Shanghai remains the most expensive Asian city for luxury goods but Singapore is still the priciest for cars, according to a new Bank Julius Baer report.
It noted that the Chinese city will set you back the most when forking out for men's suits, facial aesthetic services and hospital stays.
But as any driver here will attest, Singapore does not take a back seat on vehicle costs with the report noting that a black standard Mercedes SL550 costs US$475,108 (S$662,669), which was "partially reflective of special car-related taxes".
The findings are part of the latest Julius Baer Lifestyle Index, which the private bank has compiled annually since 2011.
The index collates the average prices of 20 goods and services such as golf club memberships and business class flights across 11 cities to show the lifestyle of Asia's wealthy.
SUCCESS OF COOLING MEASURES
The cost of acquiring residential property for foreigners is becoming expensive.
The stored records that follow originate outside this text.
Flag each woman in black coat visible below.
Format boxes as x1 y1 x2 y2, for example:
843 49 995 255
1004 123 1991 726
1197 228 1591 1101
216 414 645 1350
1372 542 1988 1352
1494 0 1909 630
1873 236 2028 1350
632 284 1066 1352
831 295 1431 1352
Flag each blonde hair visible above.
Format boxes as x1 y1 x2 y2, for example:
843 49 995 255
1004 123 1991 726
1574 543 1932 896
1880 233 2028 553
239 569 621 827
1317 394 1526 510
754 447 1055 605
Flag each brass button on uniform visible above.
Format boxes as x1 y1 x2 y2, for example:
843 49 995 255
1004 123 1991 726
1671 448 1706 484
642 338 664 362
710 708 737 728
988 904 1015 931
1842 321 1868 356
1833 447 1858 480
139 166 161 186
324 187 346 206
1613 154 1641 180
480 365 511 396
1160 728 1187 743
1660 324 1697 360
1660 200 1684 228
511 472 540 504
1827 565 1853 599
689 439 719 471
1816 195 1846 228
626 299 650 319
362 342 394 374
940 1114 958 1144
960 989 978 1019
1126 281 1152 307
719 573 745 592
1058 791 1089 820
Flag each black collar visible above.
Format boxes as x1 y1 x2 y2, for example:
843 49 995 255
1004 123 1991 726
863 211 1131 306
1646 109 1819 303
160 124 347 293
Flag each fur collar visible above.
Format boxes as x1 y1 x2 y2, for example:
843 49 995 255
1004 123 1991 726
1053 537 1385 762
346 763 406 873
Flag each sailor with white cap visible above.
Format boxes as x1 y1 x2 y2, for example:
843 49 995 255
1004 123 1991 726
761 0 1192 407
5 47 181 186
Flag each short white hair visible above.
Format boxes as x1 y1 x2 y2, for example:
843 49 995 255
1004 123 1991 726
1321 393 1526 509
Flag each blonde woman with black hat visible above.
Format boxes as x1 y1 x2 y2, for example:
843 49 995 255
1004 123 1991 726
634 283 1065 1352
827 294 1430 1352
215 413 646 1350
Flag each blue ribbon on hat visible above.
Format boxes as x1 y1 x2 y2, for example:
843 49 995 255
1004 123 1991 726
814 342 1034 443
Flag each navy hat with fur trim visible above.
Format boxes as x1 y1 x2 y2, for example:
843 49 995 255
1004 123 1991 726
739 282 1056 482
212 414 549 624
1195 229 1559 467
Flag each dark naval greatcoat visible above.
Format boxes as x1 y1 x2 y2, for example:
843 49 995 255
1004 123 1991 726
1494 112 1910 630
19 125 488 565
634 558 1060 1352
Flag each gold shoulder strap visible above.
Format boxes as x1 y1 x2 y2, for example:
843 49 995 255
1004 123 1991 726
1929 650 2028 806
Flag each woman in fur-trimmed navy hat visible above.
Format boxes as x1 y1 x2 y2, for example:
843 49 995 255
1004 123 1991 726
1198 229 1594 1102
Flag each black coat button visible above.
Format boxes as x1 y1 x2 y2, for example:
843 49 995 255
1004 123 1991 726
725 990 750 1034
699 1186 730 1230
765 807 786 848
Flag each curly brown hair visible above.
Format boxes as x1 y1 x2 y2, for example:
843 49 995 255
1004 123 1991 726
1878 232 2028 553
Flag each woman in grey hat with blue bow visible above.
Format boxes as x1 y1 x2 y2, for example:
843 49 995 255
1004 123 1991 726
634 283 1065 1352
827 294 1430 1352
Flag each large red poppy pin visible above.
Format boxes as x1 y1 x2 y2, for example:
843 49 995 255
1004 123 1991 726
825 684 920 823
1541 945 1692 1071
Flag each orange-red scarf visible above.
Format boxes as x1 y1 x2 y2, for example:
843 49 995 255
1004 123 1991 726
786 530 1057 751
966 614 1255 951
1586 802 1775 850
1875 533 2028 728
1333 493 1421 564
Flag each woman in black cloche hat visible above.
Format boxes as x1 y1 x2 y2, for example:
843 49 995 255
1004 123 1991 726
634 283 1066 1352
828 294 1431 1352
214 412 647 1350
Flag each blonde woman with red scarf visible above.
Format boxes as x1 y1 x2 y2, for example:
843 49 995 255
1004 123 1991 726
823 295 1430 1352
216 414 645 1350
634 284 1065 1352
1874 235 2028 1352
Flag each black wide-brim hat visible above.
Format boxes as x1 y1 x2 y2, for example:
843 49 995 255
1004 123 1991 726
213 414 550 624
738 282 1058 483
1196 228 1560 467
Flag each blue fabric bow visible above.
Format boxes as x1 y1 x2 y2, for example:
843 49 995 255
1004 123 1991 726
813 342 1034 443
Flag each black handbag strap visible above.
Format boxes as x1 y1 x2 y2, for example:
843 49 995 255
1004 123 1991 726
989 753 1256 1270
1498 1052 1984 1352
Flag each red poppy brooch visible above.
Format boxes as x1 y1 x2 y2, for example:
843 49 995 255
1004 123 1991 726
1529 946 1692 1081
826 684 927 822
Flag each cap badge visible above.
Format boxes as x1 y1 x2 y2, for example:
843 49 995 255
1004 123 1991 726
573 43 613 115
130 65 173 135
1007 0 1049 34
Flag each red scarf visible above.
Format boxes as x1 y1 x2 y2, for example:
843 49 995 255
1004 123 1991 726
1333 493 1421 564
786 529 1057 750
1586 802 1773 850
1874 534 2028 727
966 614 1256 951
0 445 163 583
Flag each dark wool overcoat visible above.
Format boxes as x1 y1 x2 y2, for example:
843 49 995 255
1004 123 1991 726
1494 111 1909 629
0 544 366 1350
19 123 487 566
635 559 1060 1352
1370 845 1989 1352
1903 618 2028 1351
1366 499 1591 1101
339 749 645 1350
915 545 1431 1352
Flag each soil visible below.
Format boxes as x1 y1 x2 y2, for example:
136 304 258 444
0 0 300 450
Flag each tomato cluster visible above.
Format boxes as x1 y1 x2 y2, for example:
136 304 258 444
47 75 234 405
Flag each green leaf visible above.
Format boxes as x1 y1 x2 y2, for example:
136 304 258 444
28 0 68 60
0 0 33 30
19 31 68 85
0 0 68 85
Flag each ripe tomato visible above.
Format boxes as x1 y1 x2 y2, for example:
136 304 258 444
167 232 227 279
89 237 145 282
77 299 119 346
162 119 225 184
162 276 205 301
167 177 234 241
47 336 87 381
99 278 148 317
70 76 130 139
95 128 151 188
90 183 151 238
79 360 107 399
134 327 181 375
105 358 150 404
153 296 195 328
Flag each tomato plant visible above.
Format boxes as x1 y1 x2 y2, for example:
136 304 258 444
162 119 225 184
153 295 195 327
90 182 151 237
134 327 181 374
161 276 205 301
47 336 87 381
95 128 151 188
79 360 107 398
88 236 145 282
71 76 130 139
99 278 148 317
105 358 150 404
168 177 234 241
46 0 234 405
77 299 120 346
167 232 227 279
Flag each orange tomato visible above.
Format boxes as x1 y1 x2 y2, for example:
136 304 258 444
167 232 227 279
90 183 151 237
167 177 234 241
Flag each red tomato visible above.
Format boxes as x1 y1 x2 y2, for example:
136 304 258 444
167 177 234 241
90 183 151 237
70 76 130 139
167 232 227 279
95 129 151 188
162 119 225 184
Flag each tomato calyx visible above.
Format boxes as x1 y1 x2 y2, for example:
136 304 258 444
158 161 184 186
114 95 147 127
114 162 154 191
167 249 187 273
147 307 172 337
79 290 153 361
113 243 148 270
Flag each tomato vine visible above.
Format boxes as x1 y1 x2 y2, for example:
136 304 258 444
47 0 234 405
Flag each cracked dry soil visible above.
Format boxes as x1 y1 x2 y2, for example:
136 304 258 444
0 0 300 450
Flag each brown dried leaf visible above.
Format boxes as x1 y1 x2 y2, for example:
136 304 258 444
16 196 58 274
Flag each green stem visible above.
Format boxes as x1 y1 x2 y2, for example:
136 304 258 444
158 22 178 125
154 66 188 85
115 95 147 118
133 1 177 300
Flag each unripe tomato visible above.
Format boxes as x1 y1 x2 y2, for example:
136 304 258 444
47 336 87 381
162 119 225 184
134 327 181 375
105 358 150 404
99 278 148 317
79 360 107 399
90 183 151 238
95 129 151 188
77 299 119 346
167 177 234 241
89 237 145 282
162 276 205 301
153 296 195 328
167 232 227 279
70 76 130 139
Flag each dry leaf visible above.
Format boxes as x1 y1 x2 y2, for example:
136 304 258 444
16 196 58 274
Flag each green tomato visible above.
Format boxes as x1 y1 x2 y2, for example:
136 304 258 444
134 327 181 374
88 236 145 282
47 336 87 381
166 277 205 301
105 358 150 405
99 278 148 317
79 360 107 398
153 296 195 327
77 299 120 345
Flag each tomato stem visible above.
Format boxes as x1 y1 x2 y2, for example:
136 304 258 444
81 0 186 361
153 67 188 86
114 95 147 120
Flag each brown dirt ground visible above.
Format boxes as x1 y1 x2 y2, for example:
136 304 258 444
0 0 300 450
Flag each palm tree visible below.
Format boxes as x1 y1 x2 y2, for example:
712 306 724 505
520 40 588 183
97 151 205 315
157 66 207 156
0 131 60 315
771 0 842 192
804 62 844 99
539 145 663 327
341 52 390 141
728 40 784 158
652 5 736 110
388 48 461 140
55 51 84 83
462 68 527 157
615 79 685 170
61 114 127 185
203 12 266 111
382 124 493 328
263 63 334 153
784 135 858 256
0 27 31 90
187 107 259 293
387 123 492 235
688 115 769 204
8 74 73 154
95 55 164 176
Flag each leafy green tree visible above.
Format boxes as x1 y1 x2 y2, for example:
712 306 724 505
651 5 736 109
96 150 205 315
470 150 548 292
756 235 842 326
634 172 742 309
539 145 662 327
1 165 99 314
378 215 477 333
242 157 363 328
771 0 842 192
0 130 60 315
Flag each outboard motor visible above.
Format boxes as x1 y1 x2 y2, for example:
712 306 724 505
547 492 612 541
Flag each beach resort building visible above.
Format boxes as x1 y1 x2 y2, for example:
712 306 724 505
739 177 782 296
And the cooling measures have worked quite well, so you don't see a lot of movement in that segment.
DR THOMAS MEIER, Julius Baer's Asia head. on luxury homes in Singapore
Singapore was the third most expensive, with relatively high prices for renting a hotel suite, staying in hospital, getting a will drafted by a lawyer and buying a home.
Dr Thomas Meier, the bank's Asia head, told The Straits Times that there had not been a lot of transactions for luxury residential apartments this year.
"The cost of acquiring residential property for foreigners is becoming expensive. And the cooling measures have worked quite well, so you don't see a lot of movement in that segment," he noted.
The report also introduced a new feature, the "basket of the future", which predicts trends of goods and services over the next 10 to 15 years.
It said: "There can be no doubt that alternative energy cars are starting to make their mark in the luxury car market. The development of millionaires attached to the tech sector bodes well for luxury tech cars."
The bank also noted that the Lafite Rothschild 2000 wine - what it calls the hero wine - could not be found in Kuala Lumpur, Jakarta, Manila and Bangkok, so it was hard to get the regional prices.
Mr Simon Tam, Christies' head of wine in Asia, added that such wines have "captured the imagination of new collectors".
Julius Baer senior analyst Pearlyn Wong said: "Potentially, we may look at replacing the hero wine with other top performers like champagne."
Dr Meier added: "These topics of how future trends will impact your life are becoming more relevant. It's not enough to get an analysis of today's situation."